高杉晋作の漢詩 學舍偶成(学舎偶成)

作者

原文

學舍偶成

不爲浮名屈此身
靑天白日見天眞
明倫館裏談経義
畢竟明倫有幾人

訓読

学舎偶成

浮名の為めに此の身を屈せず
青天白日 天真を見る
明倫館裏 経義を談ずるも
畢竟 明倫するは幾人か有る

学び舎でたまたま出来た詩

俺は虚名を得るために卑屈になるようなことはしない
晴れ渡る青空に輝く太陽のもとでこそ、天から与えられた自分の本当の性質が見えるのだ
この明倫館の中では皆が経書の内容について議論しているが
結局のところ、学舎の名前のとおり人倫を明らかにすることができる者がいったい何人いることだろうか

浮名:実際の値打ちに過ぎた評判・名声。虚名。
青天白日:青空と輝く太陽。よく晴れ渡っているさま。転じてやましいところが何もないことのたとえ。
天眞:天から与えられた純粋の性。うまれつきの本性。
明倫館:長州藩の藩校。高杉は嘉永5年(1852年)、明倫館に入学、安政4年(1857年)に明倫館入舎生に進級した。その後、江戸遊学から帰藩後の万延元年(1860年)には明倫館舎長に任命されている。
経義:経書(四書五経など聖人や賢人の言行・教えを記した書籍)の意味。経書に述べてある道理。
畢竟:結局のところ
明倫:人倫(人としておこなうべき道)を明らかにする

餘論

長州藩の藩校明倫館は、水戸藩の弘道館(参考:徳川斉昭「弘道館賞梅花」)、岡山藩の閑谷黌と並ぶ、日本三大藩校の一つで、吉田松陰桂小五郎もここで学びました。そのような藩の最高学府に対しても高杉は冷静な批判の目を向け、校名のとおり「明倫」することのできる者は幾人もいないだろう、と嘆いています。

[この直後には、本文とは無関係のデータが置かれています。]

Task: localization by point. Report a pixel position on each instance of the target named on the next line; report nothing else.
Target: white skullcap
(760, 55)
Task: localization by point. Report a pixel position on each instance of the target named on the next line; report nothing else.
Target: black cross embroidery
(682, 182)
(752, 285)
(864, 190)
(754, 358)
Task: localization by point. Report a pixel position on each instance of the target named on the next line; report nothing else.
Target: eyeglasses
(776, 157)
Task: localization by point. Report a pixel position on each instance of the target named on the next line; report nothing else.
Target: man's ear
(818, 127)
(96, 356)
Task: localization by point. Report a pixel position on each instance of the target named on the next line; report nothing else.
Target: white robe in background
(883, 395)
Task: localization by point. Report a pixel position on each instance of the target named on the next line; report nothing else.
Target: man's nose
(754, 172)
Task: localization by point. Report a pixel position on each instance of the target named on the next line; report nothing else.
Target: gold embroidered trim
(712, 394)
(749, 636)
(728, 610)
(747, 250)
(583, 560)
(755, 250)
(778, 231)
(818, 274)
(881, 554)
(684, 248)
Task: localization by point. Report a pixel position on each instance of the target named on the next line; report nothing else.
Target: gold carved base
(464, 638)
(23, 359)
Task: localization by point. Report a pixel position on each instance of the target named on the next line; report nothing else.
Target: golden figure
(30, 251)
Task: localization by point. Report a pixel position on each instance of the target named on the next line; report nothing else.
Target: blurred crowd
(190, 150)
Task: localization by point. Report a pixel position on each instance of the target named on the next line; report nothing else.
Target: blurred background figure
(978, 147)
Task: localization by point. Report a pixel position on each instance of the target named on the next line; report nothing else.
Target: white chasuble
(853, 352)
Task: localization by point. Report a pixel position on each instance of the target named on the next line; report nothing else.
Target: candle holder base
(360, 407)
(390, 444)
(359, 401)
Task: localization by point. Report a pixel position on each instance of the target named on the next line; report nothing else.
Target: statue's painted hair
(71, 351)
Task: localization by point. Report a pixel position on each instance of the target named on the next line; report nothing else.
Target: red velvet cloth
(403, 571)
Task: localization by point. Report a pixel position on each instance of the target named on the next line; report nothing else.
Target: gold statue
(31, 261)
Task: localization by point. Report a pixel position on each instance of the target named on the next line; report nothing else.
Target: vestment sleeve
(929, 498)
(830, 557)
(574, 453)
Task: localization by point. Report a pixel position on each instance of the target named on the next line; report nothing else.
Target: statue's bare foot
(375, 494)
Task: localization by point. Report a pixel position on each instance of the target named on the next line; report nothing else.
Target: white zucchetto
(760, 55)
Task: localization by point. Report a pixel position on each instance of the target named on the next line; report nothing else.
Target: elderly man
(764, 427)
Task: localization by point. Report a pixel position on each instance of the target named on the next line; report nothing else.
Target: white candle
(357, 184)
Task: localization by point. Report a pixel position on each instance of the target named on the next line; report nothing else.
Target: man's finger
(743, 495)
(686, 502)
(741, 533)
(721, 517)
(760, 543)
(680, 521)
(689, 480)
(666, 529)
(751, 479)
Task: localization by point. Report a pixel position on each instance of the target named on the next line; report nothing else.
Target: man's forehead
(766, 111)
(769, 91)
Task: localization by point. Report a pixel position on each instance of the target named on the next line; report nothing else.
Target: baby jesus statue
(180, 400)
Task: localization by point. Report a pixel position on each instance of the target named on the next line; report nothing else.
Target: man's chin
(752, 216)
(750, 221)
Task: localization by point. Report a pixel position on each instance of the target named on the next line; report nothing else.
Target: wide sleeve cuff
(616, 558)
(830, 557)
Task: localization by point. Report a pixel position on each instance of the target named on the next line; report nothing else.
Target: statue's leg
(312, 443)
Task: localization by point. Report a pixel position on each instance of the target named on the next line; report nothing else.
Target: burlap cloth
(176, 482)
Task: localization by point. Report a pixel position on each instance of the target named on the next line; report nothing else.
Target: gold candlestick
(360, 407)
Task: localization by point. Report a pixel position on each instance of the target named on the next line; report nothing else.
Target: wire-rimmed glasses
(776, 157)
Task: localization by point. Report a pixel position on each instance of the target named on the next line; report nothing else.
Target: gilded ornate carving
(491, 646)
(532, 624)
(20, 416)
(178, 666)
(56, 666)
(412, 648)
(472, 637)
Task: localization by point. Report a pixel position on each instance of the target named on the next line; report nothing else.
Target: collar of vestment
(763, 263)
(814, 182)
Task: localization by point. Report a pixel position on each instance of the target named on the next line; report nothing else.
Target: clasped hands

その裏には当然、「自分は彼らとは違う」という若者らしい自負があるのでしょう。生意気といえば生意気ですし、明倫館の他の学生がこの詩を読んだらきっと激怒したでしょうが、ただ、勉強というのはのめり込めばのめり込むほど、本来の目的を見失いがちになるというのは事実で、結句の「畢竟 明倫するは幾人か有る」という批判的な視点を、自分自身に対して常に持っておくことは必要かもしれません。